Il divario tra gli obiettivi e le azioni – E così, come rivela il Net Zero Tracker, solo il 3% dei Paesi che si sono impegnati per il target net zero rinunciano a nuove esplorazioni di petrolio (percentuale identica per il gas). D’altro canto solo cinque Stati hanno in agenda lo stop alla produzione di petrolio. E valgono, complessivamente, lo 0,8% della produzione globale. Due, invece, quelli che si sono impegnati per bloccare la produzione di gas (e rappresentano meno dell’1% della produzione totale). Questo significa che anche se i target già fissati sulle emissioni nette zero coprono l’88% delle emissioni globali di gas serra, “appena il 7% di tali emissioni è coperto da almeno un impegno di eliminazione totale o parziale su esplorazione, produzione o utilizzo di carbone, petrolio o gas.

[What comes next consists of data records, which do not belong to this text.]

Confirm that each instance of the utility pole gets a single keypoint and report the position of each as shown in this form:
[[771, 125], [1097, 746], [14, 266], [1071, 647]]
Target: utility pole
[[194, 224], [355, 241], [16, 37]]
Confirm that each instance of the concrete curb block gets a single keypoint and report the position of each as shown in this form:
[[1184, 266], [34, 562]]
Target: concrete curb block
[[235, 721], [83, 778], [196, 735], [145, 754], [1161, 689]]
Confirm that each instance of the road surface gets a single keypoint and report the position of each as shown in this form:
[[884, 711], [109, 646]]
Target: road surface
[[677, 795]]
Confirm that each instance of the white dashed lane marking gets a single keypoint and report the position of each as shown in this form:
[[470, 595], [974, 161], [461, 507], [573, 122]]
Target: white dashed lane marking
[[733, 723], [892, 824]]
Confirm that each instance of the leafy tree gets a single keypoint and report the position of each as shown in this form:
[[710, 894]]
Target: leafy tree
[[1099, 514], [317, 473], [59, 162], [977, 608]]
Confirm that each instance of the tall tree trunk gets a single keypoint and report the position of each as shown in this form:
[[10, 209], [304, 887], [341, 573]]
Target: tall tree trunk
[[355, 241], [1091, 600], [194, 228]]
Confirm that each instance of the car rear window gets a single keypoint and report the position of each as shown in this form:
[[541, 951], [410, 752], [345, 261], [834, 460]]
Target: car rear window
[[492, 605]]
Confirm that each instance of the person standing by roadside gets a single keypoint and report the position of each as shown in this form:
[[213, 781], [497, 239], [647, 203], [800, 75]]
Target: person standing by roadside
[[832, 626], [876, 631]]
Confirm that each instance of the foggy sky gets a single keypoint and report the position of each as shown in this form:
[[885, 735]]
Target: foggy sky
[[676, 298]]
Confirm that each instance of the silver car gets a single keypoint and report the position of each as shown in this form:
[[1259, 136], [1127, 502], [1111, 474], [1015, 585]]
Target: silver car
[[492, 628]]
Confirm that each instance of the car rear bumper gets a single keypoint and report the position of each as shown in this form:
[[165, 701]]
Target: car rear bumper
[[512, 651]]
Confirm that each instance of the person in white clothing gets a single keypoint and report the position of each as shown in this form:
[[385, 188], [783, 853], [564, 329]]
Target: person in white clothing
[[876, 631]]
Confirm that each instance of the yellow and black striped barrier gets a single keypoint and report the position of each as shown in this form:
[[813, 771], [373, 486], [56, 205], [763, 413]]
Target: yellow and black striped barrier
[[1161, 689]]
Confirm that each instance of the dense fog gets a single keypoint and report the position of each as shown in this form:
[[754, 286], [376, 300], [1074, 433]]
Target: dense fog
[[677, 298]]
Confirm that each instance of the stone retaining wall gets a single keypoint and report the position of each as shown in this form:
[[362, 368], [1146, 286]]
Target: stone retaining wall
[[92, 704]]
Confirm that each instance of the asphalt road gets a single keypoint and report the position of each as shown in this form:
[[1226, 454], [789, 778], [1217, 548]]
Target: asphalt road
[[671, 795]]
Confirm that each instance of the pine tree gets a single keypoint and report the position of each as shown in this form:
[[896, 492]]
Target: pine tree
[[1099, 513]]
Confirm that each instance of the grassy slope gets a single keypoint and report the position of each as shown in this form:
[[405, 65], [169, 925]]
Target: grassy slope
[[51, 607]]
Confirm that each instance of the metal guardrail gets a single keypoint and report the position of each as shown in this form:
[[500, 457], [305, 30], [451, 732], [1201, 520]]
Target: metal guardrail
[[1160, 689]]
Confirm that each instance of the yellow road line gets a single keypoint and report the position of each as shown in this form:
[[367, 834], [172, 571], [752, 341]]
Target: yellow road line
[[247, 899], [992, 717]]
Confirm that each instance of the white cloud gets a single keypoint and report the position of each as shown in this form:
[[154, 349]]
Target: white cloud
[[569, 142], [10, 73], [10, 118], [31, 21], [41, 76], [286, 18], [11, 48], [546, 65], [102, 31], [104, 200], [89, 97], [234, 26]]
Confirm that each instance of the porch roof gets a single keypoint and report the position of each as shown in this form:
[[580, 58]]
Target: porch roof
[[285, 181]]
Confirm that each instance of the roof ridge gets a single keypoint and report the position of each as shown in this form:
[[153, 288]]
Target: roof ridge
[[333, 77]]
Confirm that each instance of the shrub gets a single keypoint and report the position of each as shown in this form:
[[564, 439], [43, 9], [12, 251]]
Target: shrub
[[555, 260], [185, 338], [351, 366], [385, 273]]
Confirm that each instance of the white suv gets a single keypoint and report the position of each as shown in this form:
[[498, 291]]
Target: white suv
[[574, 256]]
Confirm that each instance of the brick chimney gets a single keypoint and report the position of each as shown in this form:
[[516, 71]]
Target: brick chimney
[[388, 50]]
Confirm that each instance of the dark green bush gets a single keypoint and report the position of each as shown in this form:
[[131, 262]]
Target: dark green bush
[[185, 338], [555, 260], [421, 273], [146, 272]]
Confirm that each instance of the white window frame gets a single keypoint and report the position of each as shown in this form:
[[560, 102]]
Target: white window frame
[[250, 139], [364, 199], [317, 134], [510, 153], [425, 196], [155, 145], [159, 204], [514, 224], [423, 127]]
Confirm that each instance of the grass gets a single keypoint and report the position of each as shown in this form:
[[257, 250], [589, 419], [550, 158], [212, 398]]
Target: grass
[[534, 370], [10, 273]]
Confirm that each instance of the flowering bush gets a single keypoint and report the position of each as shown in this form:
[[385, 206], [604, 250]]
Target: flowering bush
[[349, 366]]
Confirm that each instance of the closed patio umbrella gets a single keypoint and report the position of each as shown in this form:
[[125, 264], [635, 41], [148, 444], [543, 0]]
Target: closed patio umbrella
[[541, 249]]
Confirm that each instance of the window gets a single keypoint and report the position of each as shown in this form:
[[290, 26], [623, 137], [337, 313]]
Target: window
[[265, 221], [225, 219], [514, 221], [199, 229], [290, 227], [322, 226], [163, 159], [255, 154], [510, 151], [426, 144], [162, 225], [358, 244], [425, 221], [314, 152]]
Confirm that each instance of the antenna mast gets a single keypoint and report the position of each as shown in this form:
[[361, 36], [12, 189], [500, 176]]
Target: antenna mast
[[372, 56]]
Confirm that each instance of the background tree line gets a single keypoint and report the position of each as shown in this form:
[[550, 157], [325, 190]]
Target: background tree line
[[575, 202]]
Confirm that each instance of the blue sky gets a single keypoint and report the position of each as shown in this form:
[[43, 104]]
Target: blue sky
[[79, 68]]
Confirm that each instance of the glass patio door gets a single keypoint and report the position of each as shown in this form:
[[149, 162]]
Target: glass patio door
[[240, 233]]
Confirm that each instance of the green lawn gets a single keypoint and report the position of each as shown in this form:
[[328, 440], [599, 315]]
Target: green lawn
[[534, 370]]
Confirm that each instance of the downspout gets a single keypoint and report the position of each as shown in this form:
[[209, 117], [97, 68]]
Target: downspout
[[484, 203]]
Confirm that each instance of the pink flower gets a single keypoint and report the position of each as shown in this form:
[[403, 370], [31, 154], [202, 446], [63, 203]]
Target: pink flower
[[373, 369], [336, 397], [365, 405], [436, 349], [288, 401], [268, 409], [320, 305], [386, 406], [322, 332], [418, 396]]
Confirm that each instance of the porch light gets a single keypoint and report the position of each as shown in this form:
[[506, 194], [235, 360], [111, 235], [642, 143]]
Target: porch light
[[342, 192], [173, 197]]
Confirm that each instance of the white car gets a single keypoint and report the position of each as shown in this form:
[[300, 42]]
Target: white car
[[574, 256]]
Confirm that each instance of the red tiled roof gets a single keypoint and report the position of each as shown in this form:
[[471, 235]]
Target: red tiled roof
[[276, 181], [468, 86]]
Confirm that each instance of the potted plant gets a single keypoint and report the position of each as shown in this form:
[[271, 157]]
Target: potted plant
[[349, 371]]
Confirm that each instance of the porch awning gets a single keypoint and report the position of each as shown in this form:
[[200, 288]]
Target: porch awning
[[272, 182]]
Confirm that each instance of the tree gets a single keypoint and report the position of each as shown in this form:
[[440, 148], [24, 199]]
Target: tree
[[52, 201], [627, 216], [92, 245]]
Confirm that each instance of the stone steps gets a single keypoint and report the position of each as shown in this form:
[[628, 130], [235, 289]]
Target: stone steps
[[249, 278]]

Se cattura e stoccaggio non convengono – Per eludere i loro impegni, diversi Paesi (e compagnie oil&gas) puntano sulle tecnologie di cattura e stoccaggio dell’anidride carbonica. A riguardo, è stato appena pubblicato un rapporto della Smith School of Enterprise and the Environment dell’Università di Oxford, secondo il quale una forte dipendenza dalla Cattura e stoccaggio di carbonio (Ccs) per raggiungere gli obiettivi di zero emissioni intorno al 2050 sarebbe “enormemente dannosa dal punto di vista economico”, con un costo superiore di almeno 30mila miliardi di dollari rispetto a un percorso basato sulle energie rinnovabili, l’efficienza energetica e l’elettrificazione. È circa il doppio di quanto costerebbe la decarbonizzazione della Cina, secondo la Banca Mondiale. La tecnica di Carbon Capture and Storage è, di fatto, uno dei punti cruciali del più ampio dibattito sull’uscita (phase-out) dalle fonti fossili, il vero ago della bilancia nei negoziati in corso alla Cop 28 a Dubai. “Attualmente, a livello globale sono operativi circa 40 impianti commerciali di cattura della Co2 e catturano annualmente 45 milioni di tonnellate di Co2, equivalenti allo 0,12% delle emissioni globali del 2022 legate all’energia” spiega Chiara Di Mambro, responsabile Politiche della Decarbonizzazione di Ecco, secondo cui “pur avendo un ruolo nel percorso verso le emissioni nette nulle al 2050, la Ccs è una tecnologia sviluppata ad una scala molto limitata e, in linea con la posizione europea o con la Iea (Agenzia internazionale dell’energia), dovrebbe essere dedicata alle sole emissioni non altrimenti evitabili, dove non vi siano alternative disponibili, come nel caso di alcuni processi industriali hard to abate”.